İdlib’de Heyet Tahrir Şam (HTŞ) grubu üzerinden devreye sokulan provokasyon tutmadı. ABD'nin Münbiç'ten çekilme kararı ve DEAŞ’la mücadelede Türkiye’yi öne çıkaran Başkan Donald Trump’ın açıklamaları sonrası İdlib’de HTŞ provokasyonu devreye sokuldu.

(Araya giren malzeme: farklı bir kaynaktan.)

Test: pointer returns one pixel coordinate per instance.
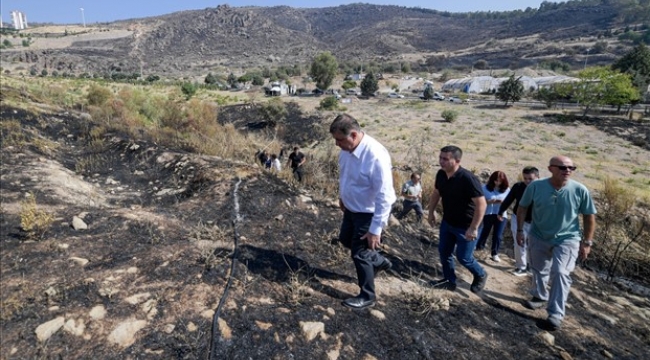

Birleşik Arap Emirlikleri (BAE) ve Suudi Arabistan tarafından fonlanan HTŞ içindeki Mısırlı Şer’i sorumlularından Abu Yekzan Al Mısri fetva vererek Özgür Suriye Ordusu'nu (ÖSO) mürted ilan etti.
“ÖSO’ya saldırmak ve elindeki toprakları almak caizdir” fetvası üzerine HTŞ askeri kanadı saldırı başlattı. Ürdünlü HTŞ askeri sorumlusu Abu Hüseyin Ürdüni’nin talimatıyla harekete geçen HTŞ unsurları, ÖSO’ya saldırdı. ABD, İsrail ve Körfez ülkelerinin İdlib üzerinden kurdukları büyük plan; İdlib’i karıştırarak huzurlu ortamı bozmak, Soçi mutabakatını sekteye uğratmak, Türkiye’nin yönünü Fırat’ın doğusundan Fırat’ın batısına, dolayısıyla Münbiç’ten İdlib’e çekmeyi amaçlıyordu.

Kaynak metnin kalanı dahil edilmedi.